Which is to say, you know, just in my opinion, uh, poorly. You can fight me on that but Wayfair’s stock value right now, today, is about the same as it was on the day I quit in 2018, so I don’t think they’ve done a spectacular job. At least they did manage to take a 5x jump in equity value during COVID-19 and totally squander it. No, that’s unfair, most of them cashed out a lot of that value for themselves while continuing to manage the company like a Vietnamese sweatshop. But I digress.

The guy who was hired to replace me was let go, by the way.

• • •

“So Aaron,” you’re thinking, “what is the point?” The point is that computers can’t replace juniors because no LLM anywhere, ever, is going to be able to squint at the task it’s been given and suddenly automate half of it away without being asked.

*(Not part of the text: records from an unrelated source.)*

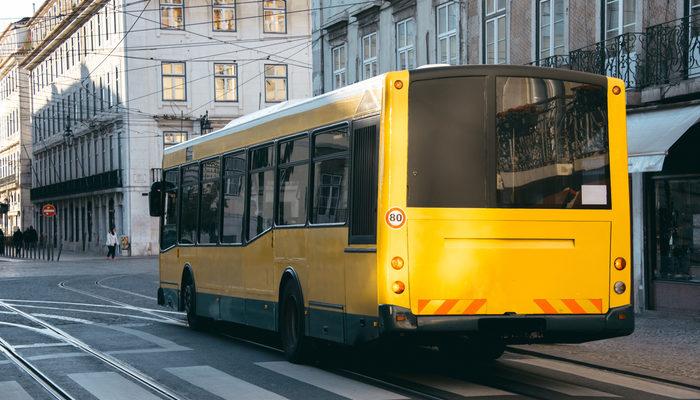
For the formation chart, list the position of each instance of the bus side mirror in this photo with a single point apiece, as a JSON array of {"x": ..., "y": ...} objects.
[{"x": 155, "y": 200}]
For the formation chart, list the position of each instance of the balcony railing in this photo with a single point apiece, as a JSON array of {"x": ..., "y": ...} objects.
[
  {"x": 93, "y": 183},
  {"x": 673, "y": 50},
  {"x": 560, "y": 61},
  {"x": 7, "y": 180},
  {"x": 618, "y": 56},
  {"x": 665, "y": 53}
]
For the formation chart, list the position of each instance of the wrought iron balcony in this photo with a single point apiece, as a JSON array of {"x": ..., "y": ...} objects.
[
  {"x": 663, "y": 54},
  {"x": 93, "y": 183},
  {"x": 558, "y": 61},
  {"x": 673, "y": 51},
  {"x": 619, "y": 56},
  {"x": 7, "y": 180}
]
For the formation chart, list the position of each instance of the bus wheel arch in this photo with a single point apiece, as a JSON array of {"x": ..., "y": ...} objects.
[
  {"x": 188, "y": 298},
  {"x": 291, "y": 318}
]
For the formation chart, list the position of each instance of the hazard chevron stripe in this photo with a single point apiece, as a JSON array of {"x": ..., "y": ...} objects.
[
  {"x": 450, "y": 306},
  {"x": 570, "y": 306}
]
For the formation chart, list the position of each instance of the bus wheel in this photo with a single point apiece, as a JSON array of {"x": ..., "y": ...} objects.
[
  {"x": 296, "y": 346},
  {"x": 189, "y": 301}
]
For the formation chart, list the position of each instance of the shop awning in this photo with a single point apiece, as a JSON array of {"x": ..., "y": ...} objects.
[{"x": 651, "y": 133}]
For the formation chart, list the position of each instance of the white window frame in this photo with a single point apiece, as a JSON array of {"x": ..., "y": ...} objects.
[
  {"x": 339, "y": 55},
  {"x": 447, "y": 34},
  {"x": 403, "y": 52},
  {"x": 222, "y": 6},
  {"x": 621, "y": 26},
  {"x": 172, "y": 5},
  {"x": 554, "y": 48},
  {"x": 229, "y": 81},
  {"x": 495, "y": 12},
  {"x": 272, "y": 77},
  {"x": 369, "y": 57},
  {"x": 270, "y": 11},
  {"x": 172, "y": 76}
]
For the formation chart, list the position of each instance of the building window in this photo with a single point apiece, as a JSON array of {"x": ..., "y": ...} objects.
[
  {"x": 369, "y": 55},
  {"x": 447, "y": 43},
  {"x": 171, "y": 138},
  {"x": 339, "y": 66},
  {"x": 174, "y": 85},
  {"x": 551, "y": 20},
  {"x": 234, "y": 192},
  {"x": 275, "y": 83},
  {"x": 495, "y": 42},
  {"x": 224, "y": 15},
  {"x": 226, "y": 82},
  {"x": 619, "y": 17},
  {"x": 405, "y": 44},
  {"x": 172, "y": 14},
  {"x": 274, "y": 16}
]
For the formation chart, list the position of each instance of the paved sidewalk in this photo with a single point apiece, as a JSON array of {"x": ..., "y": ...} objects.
[{"x": 663, "y": 345}]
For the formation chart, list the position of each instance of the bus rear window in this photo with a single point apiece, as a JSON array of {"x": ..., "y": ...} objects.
[{"x": 551, "y": 144}]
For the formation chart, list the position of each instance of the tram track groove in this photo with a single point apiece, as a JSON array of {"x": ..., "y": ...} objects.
[
  {"x": 102, "y": 285},
  {"x": 23, "y": 364},
  {"x": 113, "y": 362},
  {"x": 165, "y": 319}
]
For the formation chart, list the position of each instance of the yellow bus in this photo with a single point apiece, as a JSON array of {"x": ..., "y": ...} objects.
[{"x": 467, "y": 207}]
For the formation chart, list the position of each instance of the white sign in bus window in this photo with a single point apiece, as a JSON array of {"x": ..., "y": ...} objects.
[{"x": 596, "y": 195}]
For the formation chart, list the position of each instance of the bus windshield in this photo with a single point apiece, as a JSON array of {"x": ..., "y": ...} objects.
[{"x": 550, "y": 148}]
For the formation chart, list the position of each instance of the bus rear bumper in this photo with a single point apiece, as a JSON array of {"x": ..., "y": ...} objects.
[{"x": 513, "y": 328}]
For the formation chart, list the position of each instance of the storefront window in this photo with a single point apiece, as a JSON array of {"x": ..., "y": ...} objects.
[{"x": 677, "y": 225}]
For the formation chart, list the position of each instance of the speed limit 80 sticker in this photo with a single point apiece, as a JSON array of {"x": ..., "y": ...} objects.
[{"x": 395, "y": 217}]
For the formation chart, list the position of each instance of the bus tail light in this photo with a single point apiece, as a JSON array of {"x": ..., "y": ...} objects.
[
  {"x": 620, "y": 287},
  {"x": 620, "y": 263}
]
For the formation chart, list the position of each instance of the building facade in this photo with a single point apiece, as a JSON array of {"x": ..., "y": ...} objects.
[
  {"x": 15, "y": 132},
  {"x": 653, "y": 45},
  {"x": 113, "y": 82}
]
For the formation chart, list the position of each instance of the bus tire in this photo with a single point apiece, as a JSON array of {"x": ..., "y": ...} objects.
[
  {"x": 296, "y": 347},
  {"x": 189, "y": 303}
]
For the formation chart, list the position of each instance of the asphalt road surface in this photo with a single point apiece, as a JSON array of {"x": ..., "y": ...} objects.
[{"x": 92, "y": 330}]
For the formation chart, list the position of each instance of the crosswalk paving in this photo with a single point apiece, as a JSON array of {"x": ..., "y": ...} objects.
[{"x": 533, "y": 372}]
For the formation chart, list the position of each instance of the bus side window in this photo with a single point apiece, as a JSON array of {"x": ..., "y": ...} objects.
[
  {"x": 262, "y": 190},
  {"x": 363, "y": 215},
  {"x": 168, "y": 235},
  {"x": 331, "y": 164},
  {"x": 189, "y": 203}
]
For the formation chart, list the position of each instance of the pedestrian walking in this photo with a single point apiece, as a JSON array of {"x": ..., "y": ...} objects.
[
  {"x": 17, "y": 241},
  {"x": 111, "y": 242}
]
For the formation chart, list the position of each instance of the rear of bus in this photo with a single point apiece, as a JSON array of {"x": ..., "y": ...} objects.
[{"x": 504, "y": 208}]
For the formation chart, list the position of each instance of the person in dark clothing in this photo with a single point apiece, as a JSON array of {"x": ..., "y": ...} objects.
[
  {"x": 31, "y": 237},
  {"x": 17, "y": 240}
]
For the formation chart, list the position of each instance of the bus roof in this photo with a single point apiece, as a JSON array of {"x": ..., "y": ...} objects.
[{"x": 285, "y": 109}]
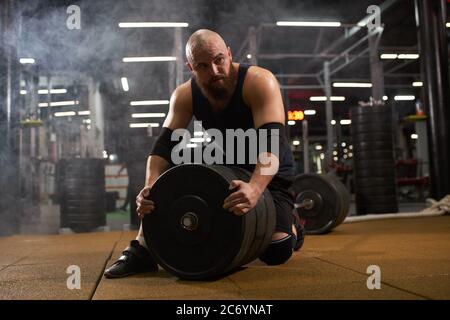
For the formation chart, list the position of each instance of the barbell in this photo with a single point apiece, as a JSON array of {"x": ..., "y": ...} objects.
[{"x": 192, "y": 236}]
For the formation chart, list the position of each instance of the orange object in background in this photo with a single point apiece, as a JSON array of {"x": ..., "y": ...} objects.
[{"x": 295, "y": 115}]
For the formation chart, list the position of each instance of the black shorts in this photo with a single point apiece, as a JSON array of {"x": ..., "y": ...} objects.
[{"x": 284, "y": 203}]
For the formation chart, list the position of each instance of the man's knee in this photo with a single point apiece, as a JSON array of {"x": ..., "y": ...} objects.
[{"x": 278, "y": 251}]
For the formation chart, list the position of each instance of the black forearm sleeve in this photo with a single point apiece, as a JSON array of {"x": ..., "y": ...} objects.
[{"x": 163, "y": 145}]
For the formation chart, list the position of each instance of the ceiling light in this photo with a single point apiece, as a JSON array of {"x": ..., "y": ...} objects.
[
  {"x": 64, "y": 114},
  {"x": 144, "y": 125},
  {"x": 148, "y": 115},
  {"x": 388, "y": 56},
  {"x": 408, "y": 56},
  {"x": 149, "y": 102},
  {"x": 58, "y": 103},
  {"x": 309, "y": 112},
  {"x": 153, "y": 25},
  {"x": 404, "y": 98},
  {"x": 352, "y": 85},
  {"x": 318, "y": 98},
  {"x": 27, "y": 60},
  {"x": 125, "y": 85},
  {"x": 148, "y": 59},
  {"x": 307, "y": 24},
  {"x": 52, "y": 91}
]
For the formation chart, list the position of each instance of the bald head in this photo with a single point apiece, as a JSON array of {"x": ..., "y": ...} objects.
[{"x": 202, "y": 40}]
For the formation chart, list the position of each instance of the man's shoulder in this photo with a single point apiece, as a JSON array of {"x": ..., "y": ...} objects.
[
  {"x": 259, "y": 79},
  {"x": 255, "y": 72},
  {"x": 183, "y": 92}
]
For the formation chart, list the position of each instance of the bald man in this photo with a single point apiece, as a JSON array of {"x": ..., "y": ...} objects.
[{"x": 224, "y": 95}]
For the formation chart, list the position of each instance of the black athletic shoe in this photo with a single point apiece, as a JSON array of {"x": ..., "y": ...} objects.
[
  {"x": 134, "y": 259},
  {"x": 300, "y": 230}
]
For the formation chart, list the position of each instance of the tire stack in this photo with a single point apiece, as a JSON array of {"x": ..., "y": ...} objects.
[
  {"x": 374, "y": 160},
  {"x": 82, "y": 194}
]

Sure, it’ll do the original task faster, maybe better in some ways, but it’ll never innovate, it’ll never give feedback, it’ll never really surprise you.

An LLM has no fucking ambition because it’s not a fucking human. So go ahead and use LLMs for stuff, and by all means soak up the value of the billions of dollars of VC funding that’s keeping these systems artificially cheap right now, but don’t stop hiring junior engineers.

Likewise, just because WalMart is a juggernaut retail company and the largest private employer on planet Earth (with over 2 million employees) doesn’t mean their leaders are the anointed saints of engineering management. In fact, the opposite is likely true: strategies that worked at WalMart may only have worked there because they are WalMart.

This isn’t a broad condemnation of hiring people with experience (which would be a foolish thesis), but it is a condemnation of the capitalist ignorance that leads a CEO to believe that “what worked there will work here.” Get back to me when you have an 800-billion-dollar market cap. But you won’t.

• • •

People are the primary driver of value for any organization. It is people’s ability to be unexpected, to think outside the box, to have vision and purpose, and to apply their creativity that produces outsized results.

Don’t hire people because they walked somewhere you want to walk; that path can only be walked once. Hire people because they understand how to clear a new path.

Don’t stop hiring people because it’s cheaper for a computer to do 90% of their jobs. Guess what, all the real value comes from the other 10%.